Articles like these, he warns, can lead people who need statins to not take them. Warraich recalls one patient who came to the ED where the otherwise healthy woman learned she was having a heart attack. Warraich discovered the patient, who had high cholesterol, had been prescribed statins but wasn't taking them "because of the scary things she had read about statins on the internet."

False medical news can also exacerbate the phenomenon known as the "nocebo effect," in which patients experience adverse side effects to medications because they're expecting them to happen, Warraich writes.

Blinded trials have shown that people who take statins are no more likely to experience muscle aches than those who get a placebo. However, Warraich notes that one study found that nearly a fifth of patients taking statins reported side effects, leading a number of them to stop using the drugs.

Vaccines have long been a target of false medical information, Warraich writes, adding, there's also been plenty of medical misinformation surrounding cancer. For example, he cites one fake story that said cancer tumors are "actually the way your body attempts to contain the harmful cells," and that surgery "compounds the risk of spreading harmful cells." The story, Warraich writes, warned that "prescription medications cause the body to become acidic, adding to the uncontrolled cell mutations,"

Stories like these can lead people to turn to alternative, and often unproven, therapies for cancer, Warraich writes.
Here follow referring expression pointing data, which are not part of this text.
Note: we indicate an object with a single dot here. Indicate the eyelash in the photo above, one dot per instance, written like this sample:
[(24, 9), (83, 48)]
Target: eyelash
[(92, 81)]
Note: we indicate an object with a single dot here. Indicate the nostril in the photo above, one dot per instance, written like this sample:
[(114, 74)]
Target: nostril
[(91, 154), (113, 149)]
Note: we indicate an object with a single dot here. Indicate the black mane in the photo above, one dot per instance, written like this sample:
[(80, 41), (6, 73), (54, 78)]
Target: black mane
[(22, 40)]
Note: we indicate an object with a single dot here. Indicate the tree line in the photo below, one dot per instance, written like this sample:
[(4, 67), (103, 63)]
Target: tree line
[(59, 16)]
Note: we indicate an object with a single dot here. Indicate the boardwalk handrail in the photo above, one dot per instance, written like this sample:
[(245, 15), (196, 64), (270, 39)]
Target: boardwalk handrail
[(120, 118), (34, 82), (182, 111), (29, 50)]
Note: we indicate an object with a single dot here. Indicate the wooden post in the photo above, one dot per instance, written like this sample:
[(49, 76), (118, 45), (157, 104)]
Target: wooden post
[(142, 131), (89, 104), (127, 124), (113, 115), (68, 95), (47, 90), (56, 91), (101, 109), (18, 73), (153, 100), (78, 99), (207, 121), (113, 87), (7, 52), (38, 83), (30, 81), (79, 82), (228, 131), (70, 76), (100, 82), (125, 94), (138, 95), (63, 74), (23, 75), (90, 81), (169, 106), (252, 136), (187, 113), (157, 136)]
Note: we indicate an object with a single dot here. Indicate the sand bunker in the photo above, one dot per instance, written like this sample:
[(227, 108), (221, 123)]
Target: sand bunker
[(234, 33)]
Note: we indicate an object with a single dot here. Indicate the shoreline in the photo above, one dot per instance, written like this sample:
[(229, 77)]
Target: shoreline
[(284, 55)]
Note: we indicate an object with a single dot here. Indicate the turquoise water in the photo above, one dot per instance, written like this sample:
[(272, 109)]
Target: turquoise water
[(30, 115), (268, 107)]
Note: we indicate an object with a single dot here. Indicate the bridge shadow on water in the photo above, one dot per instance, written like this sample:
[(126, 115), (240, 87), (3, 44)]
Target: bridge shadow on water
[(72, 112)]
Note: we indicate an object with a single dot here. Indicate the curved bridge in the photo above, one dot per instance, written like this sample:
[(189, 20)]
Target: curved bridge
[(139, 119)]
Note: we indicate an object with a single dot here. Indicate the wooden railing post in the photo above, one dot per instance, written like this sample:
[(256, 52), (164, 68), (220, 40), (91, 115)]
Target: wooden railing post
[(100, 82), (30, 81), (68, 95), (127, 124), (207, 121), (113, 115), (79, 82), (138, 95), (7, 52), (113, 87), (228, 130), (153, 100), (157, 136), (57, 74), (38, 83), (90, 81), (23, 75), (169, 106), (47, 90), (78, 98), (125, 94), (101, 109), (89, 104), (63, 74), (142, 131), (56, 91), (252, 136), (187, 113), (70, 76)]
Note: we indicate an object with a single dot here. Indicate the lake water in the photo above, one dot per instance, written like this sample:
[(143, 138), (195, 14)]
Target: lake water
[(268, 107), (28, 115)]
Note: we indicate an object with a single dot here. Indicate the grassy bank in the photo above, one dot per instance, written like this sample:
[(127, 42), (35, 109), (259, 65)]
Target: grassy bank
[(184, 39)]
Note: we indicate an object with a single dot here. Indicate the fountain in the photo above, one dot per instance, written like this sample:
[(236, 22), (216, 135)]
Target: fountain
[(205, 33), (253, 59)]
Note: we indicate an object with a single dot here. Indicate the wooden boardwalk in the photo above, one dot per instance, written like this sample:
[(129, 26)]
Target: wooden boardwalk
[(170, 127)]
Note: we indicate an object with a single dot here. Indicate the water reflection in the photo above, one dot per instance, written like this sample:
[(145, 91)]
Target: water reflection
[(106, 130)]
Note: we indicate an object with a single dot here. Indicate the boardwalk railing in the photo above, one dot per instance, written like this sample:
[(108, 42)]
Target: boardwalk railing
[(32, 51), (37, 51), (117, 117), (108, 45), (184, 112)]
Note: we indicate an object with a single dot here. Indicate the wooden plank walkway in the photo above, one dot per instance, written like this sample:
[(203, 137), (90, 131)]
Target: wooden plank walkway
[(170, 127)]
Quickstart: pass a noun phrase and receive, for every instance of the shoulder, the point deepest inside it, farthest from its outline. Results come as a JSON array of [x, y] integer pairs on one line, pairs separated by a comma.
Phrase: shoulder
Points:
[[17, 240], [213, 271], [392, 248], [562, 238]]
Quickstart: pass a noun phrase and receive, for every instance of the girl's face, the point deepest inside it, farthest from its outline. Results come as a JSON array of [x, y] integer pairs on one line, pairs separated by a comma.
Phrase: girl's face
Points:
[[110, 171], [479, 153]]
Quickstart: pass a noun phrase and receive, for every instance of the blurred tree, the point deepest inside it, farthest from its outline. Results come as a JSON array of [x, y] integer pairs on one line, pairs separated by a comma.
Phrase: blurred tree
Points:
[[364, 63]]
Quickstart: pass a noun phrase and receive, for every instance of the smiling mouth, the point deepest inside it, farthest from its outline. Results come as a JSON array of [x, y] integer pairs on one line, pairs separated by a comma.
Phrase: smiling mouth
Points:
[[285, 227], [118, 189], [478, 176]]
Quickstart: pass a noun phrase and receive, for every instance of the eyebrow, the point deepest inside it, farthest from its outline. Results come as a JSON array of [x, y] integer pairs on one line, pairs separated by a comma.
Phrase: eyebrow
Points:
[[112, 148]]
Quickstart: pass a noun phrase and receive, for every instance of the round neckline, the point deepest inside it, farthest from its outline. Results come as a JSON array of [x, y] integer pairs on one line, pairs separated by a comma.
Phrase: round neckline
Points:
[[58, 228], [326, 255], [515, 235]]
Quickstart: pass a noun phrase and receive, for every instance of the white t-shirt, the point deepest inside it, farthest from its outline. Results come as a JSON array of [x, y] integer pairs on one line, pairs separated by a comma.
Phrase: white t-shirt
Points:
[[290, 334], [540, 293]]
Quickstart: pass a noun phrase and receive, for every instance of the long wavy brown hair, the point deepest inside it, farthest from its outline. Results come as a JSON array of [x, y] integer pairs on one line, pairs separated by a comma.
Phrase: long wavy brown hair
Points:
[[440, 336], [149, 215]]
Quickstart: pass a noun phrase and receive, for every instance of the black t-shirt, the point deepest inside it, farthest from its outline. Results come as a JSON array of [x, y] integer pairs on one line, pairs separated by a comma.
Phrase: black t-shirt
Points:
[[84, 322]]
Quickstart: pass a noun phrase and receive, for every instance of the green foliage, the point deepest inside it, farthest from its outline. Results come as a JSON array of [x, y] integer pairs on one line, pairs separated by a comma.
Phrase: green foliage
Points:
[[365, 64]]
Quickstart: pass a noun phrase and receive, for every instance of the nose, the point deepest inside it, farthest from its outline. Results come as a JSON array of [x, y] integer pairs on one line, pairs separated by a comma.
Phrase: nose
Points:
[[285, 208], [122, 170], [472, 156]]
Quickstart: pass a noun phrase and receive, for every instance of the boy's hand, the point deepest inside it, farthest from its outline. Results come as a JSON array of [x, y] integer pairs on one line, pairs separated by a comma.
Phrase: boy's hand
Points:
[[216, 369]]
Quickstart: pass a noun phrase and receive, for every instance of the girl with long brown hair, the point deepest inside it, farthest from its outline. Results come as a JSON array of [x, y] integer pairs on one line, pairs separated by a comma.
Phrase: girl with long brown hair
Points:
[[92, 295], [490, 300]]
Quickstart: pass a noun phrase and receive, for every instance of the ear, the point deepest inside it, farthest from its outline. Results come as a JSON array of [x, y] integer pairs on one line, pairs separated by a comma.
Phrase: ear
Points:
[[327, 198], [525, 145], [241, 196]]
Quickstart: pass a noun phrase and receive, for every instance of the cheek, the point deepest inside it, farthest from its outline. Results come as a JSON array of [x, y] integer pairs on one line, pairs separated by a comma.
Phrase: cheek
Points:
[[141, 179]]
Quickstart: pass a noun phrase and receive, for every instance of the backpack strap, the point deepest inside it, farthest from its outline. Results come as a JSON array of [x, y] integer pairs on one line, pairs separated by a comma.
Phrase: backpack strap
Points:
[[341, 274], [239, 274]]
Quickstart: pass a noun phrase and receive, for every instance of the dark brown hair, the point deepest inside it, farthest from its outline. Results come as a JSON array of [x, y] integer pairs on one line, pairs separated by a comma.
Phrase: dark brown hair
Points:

When patients take alternative treatments in place of clinically proven ones, they're 2.5 times more likely to die, one study found.

How to fight medical misinformation

The burden of correcting medical misinformation lies on many shoulders, Warraich writes.

"Silicon Valley needs to own this problem," Warraich contends. "[W]hen human health is at stake, perhaps search engines, social media platforms and websites should be held responsible for promoting or hosting fake information."

Scientists also have a responsibility to "educate the public about key concepts in research, such as the difference between observational studies and higher-quality randomized trials," Warraich writes. "Transparency is paramount to maintaining the public's trust."

Responsibility also falls on journalists, who need to "do a better job of spreading accurate information," Warraich writes. "News sites are more likely to cover catchy observational studies than randomized controlled trials, perhaps because the latter are less likely to produce surprising results." This kind of coverage can "overstate benefits" and "unduly emphasize potential risks," Warraich writes.

As for providers, sometimes simply telling a patient the facts isn't enough, Warraich writes. For his patient who decided against taking statins, Warraich told a personal story about his dad, who went on statins after having his own heart attack. "I told her that while a statin couldn't guarantee that he wouldn't have another heart attack, I wanted my dad to get his best shot at a healthy life." Even though Warraich had given the patient the "clinical rationale" for statins, "[o]nly" after he shared his personal story "did [the patient] agree to take the prescription."

To combat false medical information, "physicians and researchers need to weave our science with stories," Warraich writes. "This is the only way to close the wedge that has opened up between medicine and the masses, and which is now being exploited by merchants of medical misinformation" (Warraich, New York Times, 12/16).